The displacement of 3,019 workers through WARN notices represents far more than abstract labor market adjustment. Each notice signals not only job loss but potential loss of health insurance, retirement contributions, and family income stability. For a Connecticut city with limited industrial diversity and few major employers outside the affected sectors, losing 3,019 workers to layoffs has cascading effects throughout the local economy.
Consumer spending in Wallingford's retail and service sectors contracts when residents lose steady employment in higher-wage pharmaceutical, telecommunications, and healthcare positions. Property tax revenue—typically the largest source of municipal revenue in Connecticut cities—faces pressure as displaced workers move away or downsize their housing. Public school enrollment may decline if working-age families leave the city, reducing per-pupil spending capacity. Emergency services and social services must expand to support displaced workers while their funding sources diminish.
The majority of affected workers likely possessed skills and compensation levels above the median Connecticut wage, given their employment in pharmaceuticals, telecommunications, and diagnostics. Their displacement into the available job market creates competition for positions in lower-wage sectors, potentially depressing local wage levels across the board. Wallingford's young people and returning graduates face a labor market where the stable, middle-class manufacturing and corporate jobs their parents held have evaporated, replaced primarily by lower-wage service positions or positions requiring relocation.

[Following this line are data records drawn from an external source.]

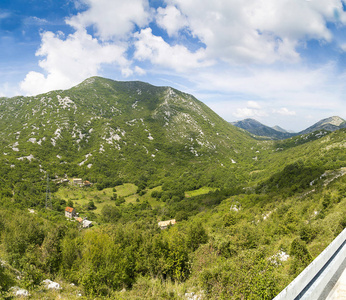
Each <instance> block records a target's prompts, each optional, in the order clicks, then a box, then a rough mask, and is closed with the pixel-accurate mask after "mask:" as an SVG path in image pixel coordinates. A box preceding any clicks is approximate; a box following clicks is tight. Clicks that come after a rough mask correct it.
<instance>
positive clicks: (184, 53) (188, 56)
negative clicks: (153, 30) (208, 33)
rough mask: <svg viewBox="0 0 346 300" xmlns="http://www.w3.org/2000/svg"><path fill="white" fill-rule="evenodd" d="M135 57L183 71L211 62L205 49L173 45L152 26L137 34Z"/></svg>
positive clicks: (208, 63)
mask: <svg viewBox="0 0 346 300" xmlns="http://www.w3.org/2000/svg"><path fill="white" fill-rule="evenodd" d="M135 38H136V41H135V43H134V46H135V49H136V50H135V53H134V58H135V59H137V60H139V61H144V60H149V61H150V62H151V63H153V64H155V65H159V66H162V67H165V68H171V69H173V70H176V71H179V72H183V71H186V70H189V69H192V68H199V67H205V66H208V65H210V64H211V62H210V61H207V60H205V50H204V49H203V48H202V49H199V50H198V51H196V52H190V51H189V50H188V49H187V48H186V47H184V46H181V45H175V46H171V45H169V44H168V43H167V42H165V41H164V39H163V38H162V37H160V36H155V35H153V33H152V30H151V29H150V28H146V29H143V30H141V32H140V33H137V34H135Z"/></svg>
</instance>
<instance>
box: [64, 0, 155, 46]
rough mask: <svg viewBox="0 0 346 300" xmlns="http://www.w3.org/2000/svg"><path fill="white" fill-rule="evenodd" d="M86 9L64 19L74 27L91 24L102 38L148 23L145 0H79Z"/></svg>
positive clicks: (99, 35) (149, 11)
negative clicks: (86, 9)
mask: <svg viewBox="0 0 346 300" xmlns="http://www.w3.org/2000/svg"><path fill="white" fill-rule="evenodd" d="M81 1H82V3H84V4H85V5H86V6H87V7H88V9H87V10H85V11H84V12H81V13H78V14H77V15H76V16H72V17H71V18H69V19H67V20H66V23H67V24H69V25H71V26H73V27H74V28H76V29H77V30H78V29H82V28H87V27H89V26H92V27H94V28H95V29H96V34H97V36H98V37H100V38H101V39H102V40H110V39H115V38H116V39H117V38H121V37H124V36H126V35H127V34H128V33H130V32H132V30H133V29H134V28H135V26H136V25H137V26H139V27H143V26H145V25H147V24H148V23H149V20H150V9H149V3H148V1H146V0H131V1H123V0H81Z"/></svg>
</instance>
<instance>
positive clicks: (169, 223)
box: [158, 219, 175, 229]
mask: <svg viewBox="0 0 346 300" xmlns="http://www.w3.org/2000/svg"><path fill="white" fill-rule="evenodd" d="M174 224H175V219H172V220H168V221H161V222H159V223H158V225H159V227H160V229H166V228H167V227H168V226H169V225H174Z"/></svg>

Wallingford's experience mirrors and intensifies broader Connecticut economic trends. Connecticut has experienced sustained employment losses in pharmaceuticals and manufacturing since the early 2000s, with multiple major employers either relocating operations or consolidating workforce. However, Wallingford's concentration of losses in a single employer (Bristol-Myers Squibb) exemplifies a vulnerability affecting many Connecticut communities: over-reliance on individual large corporations whose strategic decisions override any local policy response.
Connecticut's overall unemployment rate and labor force participation have recovered less completely from the 2008 recession than national averages, suggesting that communities like Wallingford have absorbed disproportionate job losses. The state's aging population and relative lack of job creation in growth sectors like technology and professional services compound the challenge. Young workers displaced from Wallingford's legacy employers often relocate to other states or regions with stronger employment opportunities, reducing the city's tax base and demographic vitality.
Wallingford's experience also reflects Connecticut's failure to diversify its economic base away from large corporate employers in vulnerable industries. Cities that developed more balanced employment structures—including smaller firms, diverse industry representation, and growing sectors—weather major employer disruptions more successfully. Wallingford's WARN notice history documents not merely temporary adjustments but the erosion of the employment foundation that supported middle-class stability for generations of local workers.